6Faculty of Industrial Sciences & Technology, University Malaysia Pahang, Leburaya TunRazak 26300, Kuantan Pahang, Malaysia.
Abstract
The framework of our systematic efforts focuses on the synthesis of N-substituted 5-[(4-chlorophenoxy) methyl]-1,3,4-oxadiazole-2yl-2-sulfanyl acetamides. 4-Chlorophenoxyacetic acid (1) was utilized as a precursor for the synthesis of parent 1,3,4-oxadiazole moiety. Esterification of 1in the presence of catalytic amount of concentrated sulfuric acid and absolute alcohol generated ethyl 2-(4-chlorophenoxy)acetate (2) which was treated with hydrazine hydrate to yield 2-(4-chlorophenoxy)acetohydrazide (3). Ring closure reaction of 3 with carbon disulfide and alcoholic potassium hydroxide afforded [5-(4-chlorophenoxy)methyl)]-1,3,4-oxadiazole-2-thiol (4). Finally, substitution at thiol position of 4 with electrophiles, N-substituted-2-bromoacetamides (6a-p) in polar aprotic solvent and LiH yielded various N-substituted 5-[(4-chlorophenoxy) methyl]-1,3,4-oxadiazole-2yl-2-sulfanyl acetamides (7a-p). IR, 1H-NMR and EI-MS spectral analysis data unequivocally confirmed all the substitutions on 1,3,4-oxadiazole-2-thiol core. It was recognized that the synthesized derivatives are potential anti-bacterial agents against both gram negative and gram positive bacteria and moderate inhibitors of α-chymotrypsin enzyme. In vitro screening against various bacterial strains unleashed their anti-bacterial potential, especially 5-[(4-chlorophenoxy)methyl]-1,3,4-oxadiazol-2yl-N-(3,4-dimethylphenyl)-2-sulfanyl acetamide (7o) exhibited marvelous activity when compared with standard ciprofloxacin against S.typhi (-), K.pneumonae (-) and S. aureus (+).Compounds were computationally docked with the α-chymotrypsin enzyme protein to unravel the active binding sites which displayed significant correlation with the bioactivity data.

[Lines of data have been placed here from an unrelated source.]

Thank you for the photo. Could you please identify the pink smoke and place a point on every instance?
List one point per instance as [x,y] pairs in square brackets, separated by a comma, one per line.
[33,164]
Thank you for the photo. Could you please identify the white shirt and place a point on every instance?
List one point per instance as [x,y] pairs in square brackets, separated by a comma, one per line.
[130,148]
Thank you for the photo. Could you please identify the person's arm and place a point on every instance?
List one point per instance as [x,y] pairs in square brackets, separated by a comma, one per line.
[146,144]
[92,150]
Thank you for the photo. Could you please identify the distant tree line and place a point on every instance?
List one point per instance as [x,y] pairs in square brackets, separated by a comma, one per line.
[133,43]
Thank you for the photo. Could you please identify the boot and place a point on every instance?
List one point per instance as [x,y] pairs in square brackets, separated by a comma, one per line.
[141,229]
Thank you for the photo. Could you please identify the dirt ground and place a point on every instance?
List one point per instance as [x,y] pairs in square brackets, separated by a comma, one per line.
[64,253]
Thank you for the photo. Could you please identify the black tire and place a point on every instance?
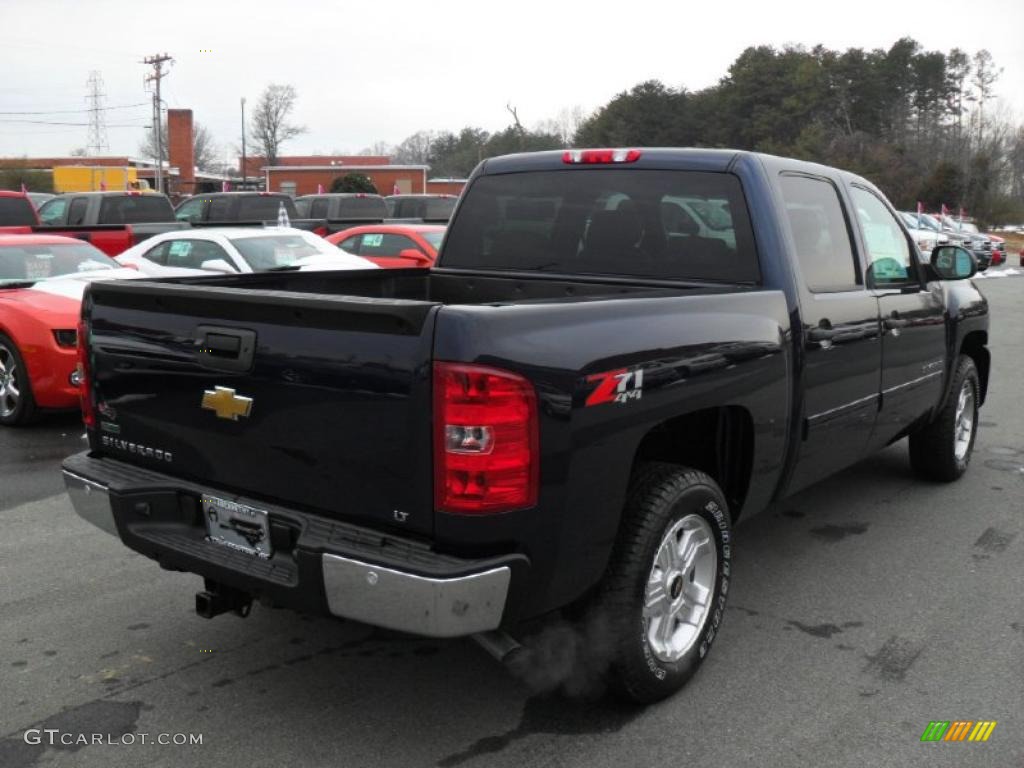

It can be envisioned that the amalgamation of 5-[(4-chlorophenoxy)methyl]-1,3,4-oxadiazole-2-thiol with N-substituted-2-bromoacetamides generated N-substituted 5-[(4-chlorophenoxy)methyl]-1,3,4-oxadiazole-2yl-2-sulfanyl acetamides having tremendous antibacterial activity and moderate anti-enzymatic potential. Moreover, substitutions on the oxadiazole moiety lead to the discovery of less cytotoxic compounds as evident from the cytotoxicity data.